The 2010s were a weird decade for the comedy genre. The mid-2000s were marked by the introduction of “the Judd Apatow influence”—a type of comedy that was heavily improvised, incredibly dirty, but also surprisingly sweet and heartfelt. Audiences ate it up, turning films like The 40-Year-Old Virgin and Superbad into huge hits. This influence carried over to the beginning of the 2010s, but which is when a shift in the kinds of films studios were making started to occur. The arrival of the Marvel Cinematic Universe gave every major studio in town an excuse to look for their next huge franchise, and as a result of those films being incredibly expensive, the number of studio-backed comedies began to decline. At the same time, the box office prospects of the few studio comedies that were begin produced also became far more hit and miss.
No longer was the next Judd Apatow-produced, star-driven comedy a lock. Even fan-demanded sequels like Anchorman: The Legend Continues and Zoolander 2 were met with cool receptions, which gave studios an even bigger excuse to put their money towards movies where things blow up instead of films in which two dudes talk about genitalia for five minutes.
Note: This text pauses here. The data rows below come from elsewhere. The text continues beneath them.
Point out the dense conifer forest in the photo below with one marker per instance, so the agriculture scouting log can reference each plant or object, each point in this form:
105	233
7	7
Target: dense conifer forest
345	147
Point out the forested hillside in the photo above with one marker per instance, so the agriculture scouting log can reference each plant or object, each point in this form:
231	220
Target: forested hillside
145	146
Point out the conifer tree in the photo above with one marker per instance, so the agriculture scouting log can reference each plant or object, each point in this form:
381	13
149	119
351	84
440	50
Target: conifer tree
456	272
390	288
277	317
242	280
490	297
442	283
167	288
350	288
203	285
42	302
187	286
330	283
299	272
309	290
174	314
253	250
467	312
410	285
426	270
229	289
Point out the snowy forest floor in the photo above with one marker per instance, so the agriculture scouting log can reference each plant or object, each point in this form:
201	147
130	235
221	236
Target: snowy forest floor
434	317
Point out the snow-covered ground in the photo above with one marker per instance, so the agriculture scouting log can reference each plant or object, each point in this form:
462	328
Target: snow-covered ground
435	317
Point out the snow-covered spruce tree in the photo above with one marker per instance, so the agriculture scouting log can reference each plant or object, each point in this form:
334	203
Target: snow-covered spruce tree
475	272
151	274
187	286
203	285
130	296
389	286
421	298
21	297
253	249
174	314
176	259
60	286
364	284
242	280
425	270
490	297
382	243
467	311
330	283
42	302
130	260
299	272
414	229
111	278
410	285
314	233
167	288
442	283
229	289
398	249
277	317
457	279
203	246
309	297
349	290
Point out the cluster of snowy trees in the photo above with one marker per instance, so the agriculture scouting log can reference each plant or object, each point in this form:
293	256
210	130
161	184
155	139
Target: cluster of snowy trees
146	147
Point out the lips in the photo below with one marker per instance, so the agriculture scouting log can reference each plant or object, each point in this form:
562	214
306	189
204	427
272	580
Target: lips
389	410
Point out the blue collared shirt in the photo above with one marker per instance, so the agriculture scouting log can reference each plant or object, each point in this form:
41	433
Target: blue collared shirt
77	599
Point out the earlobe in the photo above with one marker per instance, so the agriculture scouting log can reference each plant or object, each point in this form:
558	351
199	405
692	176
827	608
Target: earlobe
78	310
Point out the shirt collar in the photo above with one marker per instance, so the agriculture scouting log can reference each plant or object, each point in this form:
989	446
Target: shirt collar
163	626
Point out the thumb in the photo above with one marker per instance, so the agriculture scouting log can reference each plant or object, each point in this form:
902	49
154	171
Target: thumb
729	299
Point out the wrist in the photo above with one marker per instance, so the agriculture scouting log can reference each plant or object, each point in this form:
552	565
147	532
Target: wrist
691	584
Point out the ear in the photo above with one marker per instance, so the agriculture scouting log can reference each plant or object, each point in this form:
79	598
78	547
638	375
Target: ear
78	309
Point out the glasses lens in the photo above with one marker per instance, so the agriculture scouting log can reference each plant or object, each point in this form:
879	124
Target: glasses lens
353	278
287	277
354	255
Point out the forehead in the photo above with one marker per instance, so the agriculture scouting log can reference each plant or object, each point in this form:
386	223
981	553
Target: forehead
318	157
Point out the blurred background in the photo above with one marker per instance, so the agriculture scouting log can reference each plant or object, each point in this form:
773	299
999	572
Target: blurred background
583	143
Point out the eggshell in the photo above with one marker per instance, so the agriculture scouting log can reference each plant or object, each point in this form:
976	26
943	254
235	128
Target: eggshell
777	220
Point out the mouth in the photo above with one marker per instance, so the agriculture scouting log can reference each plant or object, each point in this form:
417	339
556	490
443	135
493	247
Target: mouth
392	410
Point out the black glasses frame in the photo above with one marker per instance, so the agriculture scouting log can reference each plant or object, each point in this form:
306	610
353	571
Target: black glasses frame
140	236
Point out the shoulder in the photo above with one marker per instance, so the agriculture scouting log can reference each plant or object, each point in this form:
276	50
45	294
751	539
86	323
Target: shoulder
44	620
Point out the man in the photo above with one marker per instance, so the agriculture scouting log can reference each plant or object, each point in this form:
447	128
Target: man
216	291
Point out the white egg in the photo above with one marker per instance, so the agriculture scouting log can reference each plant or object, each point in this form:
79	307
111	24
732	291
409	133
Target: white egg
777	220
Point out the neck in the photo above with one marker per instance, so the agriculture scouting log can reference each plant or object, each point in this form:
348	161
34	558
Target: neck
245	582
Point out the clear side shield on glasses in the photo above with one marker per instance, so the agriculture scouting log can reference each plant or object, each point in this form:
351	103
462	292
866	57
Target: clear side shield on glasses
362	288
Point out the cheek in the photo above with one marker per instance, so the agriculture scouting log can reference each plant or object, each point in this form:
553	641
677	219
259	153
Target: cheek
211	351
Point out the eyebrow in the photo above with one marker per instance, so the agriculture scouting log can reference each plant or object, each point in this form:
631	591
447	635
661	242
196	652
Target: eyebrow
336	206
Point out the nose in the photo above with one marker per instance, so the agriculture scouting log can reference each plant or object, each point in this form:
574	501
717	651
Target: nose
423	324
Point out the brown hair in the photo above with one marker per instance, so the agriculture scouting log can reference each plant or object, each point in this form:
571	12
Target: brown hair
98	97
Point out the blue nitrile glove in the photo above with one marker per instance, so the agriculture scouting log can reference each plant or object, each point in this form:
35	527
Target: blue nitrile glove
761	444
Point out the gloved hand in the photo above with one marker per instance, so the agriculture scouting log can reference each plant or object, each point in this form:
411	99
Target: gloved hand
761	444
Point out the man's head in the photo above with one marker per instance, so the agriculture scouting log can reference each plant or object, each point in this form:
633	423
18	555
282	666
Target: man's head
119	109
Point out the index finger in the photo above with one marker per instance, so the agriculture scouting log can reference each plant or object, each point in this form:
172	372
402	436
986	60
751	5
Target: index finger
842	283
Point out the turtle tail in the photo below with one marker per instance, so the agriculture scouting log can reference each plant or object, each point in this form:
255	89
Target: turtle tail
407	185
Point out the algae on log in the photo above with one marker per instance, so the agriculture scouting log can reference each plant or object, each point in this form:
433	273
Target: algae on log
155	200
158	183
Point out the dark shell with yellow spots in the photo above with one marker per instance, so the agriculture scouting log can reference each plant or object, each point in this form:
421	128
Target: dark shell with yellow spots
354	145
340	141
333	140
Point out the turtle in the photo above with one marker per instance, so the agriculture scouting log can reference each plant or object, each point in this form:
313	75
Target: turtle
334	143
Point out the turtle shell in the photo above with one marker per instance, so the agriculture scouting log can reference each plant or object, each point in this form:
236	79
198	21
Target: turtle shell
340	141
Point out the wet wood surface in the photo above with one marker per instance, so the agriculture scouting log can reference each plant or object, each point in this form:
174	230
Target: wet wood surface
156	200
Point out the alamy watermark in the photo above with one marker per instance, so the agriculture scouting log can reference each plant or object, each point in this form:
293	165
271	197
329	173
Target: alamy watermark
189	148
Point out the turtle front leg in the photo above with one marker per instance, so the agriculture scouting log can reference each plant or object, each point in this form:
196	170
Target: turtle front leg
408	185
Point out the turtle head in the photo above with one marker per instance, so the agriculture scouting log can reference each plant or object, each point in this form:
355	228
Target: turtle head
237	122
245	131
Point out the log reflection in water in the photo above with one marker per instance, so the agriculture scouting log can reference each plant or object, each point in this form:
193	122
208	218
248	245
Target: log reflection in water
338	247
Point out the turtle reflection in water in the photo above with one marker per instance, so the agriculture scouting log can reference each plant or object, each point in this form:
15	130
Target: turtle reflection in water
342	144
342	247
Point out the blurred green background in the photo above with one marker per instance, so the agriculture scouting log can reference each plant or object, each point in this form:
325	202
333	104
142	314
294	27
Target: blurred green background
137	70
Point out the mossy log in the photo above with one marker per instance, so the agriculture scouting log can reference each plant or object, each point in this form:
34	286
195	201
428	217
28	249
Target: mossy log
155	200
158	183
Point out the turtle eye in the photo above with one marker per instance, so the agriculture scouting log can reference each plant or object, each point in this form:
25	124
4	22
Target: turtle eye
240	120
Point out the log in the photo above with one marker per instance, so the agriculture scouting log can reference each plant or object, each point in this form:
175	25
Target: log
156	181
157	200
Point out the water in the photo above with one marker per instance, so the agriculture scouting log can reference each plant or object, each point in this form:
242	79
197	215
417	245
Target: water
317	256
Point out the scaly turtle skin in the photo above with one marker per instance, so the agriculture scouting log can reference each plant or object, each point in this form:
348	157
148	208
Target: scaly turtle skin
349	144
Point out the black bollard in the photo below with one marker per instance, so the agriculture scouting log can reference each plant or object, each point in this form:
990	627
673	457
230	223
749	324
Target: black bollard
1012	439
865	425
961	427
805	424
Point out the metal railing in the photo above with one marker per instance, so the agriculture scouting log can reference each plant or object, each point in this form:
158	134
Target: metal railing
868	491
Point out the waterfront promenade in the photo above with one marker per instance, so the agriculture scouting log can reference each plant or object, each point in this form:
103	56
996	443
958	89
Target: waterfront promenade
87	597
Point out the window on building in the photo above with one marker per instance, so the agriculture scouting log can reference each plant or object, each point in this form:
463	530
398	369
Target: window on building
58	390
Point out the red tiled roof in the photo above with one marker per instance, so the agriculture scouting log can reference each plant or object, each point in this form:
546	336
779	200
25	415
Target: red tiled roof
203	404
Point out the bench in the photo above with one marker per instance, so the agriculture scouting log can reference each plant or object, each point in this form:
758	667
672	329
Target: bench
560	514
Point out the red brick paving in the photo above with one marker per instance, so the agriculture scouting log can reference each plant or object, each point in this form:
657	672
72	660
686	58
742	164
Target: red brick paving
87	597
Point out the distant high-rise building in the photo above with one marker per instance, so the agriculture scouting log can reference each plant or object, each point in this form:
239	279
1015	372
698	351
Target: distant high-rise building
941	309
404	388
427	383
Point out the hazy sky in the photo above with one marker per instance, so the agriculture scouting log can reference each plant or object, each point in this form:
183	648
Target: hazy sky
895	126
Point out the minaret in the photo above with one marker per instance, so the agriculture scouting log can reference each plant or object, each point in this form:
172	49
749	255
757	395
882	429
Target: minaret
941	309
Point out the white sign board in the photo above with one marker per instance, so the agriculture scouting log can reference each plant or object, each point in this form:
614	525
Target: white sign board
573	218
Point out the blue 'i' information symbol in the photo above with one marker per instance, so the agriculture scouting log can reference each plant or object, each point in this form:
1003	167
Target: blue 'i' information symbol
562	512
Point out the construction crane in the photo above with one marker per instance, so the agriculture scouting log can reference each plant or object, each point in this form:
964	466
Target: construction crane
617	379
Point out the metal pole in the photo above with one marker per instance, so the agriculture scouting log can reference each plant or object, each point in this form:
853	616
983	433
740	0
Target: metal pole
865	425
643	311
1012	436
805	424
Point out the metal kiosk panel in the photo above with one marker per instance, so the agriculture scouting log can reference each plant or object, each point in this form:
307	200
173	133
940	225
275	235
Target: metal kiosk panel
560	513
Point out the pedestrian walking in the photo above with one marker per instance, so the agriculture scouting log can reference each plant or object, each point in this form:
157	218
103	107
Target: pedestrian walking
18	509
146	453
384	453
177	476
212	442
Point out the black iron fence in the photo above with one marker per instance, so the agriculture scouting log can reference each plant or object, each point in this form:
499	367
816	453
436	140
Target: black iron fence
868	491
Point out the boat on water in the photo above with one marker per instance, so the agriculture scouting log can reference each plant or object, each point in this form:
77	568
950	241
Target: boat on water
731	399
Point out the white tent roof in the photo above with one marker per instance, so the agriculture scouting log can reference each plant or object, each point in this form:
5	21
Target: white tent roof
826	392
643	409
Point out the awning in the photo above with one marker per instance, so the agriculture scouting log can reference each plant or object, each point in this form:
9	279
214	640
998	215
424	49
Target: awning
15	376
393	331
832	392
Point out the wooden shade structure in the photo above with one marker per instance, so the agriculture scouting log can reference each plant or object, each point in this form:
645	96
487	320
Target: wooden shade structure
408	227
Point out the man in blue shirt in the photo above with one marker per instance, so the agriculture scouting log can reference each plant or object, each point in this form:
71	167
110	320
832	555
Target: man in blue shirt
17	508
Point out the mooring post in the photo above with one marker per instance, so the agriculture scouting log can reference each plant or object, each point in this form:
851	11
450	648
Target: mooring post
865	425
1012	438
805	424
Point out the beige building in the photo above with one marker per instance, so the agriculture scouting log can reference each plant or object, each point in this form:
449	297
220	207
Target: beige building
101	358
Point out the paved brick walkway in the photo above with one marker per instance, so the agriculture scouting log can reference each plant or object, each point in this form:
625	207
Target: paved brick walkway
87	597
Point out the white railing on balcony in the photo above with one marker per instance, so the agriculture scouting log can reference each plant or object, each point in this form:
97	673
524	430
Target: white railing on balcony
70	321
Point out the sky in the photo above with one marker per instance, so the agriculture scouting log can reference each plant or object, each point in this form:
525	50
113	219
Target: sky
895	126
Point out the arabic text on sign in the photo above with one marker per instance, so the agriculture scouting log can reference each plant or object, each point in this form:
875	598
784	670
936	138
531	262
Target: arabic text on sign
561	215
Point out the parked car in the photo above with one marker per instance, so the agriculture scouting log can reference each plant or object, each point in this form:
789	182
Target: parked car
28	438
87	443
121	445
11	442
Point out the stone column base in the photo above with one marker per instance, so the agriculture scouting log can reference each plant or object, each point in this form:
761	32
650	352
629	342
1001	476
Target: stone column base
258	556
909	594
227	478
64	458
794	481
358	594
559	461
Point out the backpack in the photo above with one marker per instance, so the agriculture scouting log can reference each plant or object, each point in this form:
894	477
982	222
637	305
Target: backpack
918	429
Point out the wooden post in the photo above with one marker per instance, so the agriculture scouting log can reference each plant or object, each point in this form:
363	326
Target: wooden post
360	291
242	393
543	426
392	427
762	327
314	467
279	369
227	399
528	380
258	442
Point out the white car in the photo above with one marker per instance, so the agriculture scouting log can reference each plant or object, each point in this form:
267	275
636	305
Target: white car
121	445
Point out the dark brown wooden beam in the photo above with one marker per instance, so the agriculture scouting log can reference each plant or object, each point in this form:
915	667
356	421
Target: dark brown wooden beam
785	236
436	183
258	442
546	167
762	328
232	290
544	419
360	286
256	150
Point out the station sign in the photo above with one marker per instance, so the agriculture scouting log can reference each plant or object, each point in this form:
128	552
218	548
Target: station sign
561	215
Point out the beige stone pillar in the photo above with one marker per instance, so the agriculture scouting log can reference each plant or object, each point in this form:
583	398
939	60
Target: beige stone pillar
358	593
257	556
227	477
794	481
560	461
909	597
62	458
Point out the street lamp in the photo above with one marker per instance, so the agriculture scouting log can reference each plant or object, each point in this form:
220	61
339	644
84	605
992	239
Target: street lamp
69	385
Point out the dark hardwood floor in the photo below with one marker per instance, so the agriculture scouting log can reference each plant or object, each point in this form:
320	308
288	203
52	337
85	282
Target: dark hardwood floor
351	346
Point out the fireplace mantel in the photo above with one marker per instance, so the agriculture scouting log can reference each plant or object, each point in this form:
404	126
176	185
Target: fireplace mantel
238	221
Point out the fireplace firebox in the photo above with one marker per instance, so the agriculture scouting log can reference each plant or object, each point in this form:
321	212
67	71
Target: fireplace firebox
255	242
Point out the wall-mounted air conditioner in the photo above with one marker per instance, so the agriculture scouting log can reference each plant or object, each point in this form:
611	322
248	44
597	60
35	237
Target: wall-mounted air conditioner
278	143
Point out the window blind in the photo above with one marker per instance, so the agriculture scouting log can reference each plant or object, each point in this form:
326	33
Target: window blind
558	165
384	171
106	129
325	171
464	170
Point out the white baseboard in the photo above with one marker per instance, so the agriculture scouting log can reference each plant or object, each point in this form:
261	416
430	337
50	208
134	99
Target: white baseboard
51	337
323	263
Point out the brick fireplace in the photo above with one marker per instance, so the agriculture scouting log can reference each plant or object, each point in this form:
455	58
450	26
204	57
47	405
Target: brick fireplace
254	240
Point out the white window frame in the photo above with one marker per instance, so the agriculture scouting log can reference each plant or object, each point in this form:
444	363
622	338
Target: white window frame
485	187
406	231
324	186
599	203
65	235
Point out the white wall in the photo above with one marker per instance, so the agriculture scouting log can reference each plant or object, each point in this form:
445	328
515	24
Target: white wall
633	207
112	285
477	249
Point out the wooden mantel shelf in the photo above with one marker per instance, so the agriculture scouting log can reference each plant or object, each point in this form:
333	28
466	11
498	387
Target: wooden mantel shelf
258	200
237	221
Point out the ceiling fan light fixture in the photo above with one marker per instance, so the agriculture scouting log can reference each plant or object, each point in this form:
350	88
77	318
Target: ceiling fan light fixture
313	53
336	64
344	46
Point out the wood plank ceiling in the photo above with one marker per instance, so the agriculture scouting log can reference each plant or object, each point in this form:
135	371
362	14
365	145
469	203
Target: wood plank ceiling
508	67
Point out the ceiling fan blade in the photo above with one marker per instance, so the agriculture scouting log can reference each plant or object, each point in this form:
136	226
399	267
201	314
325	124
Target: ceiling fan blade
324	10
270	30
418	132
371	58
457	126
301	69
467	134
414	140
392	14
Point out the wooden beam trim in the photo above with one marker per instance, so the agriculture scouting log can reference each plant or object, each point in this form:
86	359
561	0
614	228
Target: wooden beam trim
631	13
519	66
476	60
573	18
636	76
That’s not to say the 2010s were a bad decade for comedy, and the lack of consistently great traditional comedies gave way to more artful, interesting comedies from “serious” filmmakers. People like Wes Anderson, Noah Baumbach, and Greta Gerwig not only made some of the funniest movies of the decade, they were also some of the best. And then you had filmmakers like Taika Waititi and Phil Lord and Chris Miller who were able to work within the confines of massive studio blockbusters and still deliver hilarious, whip smart comedies.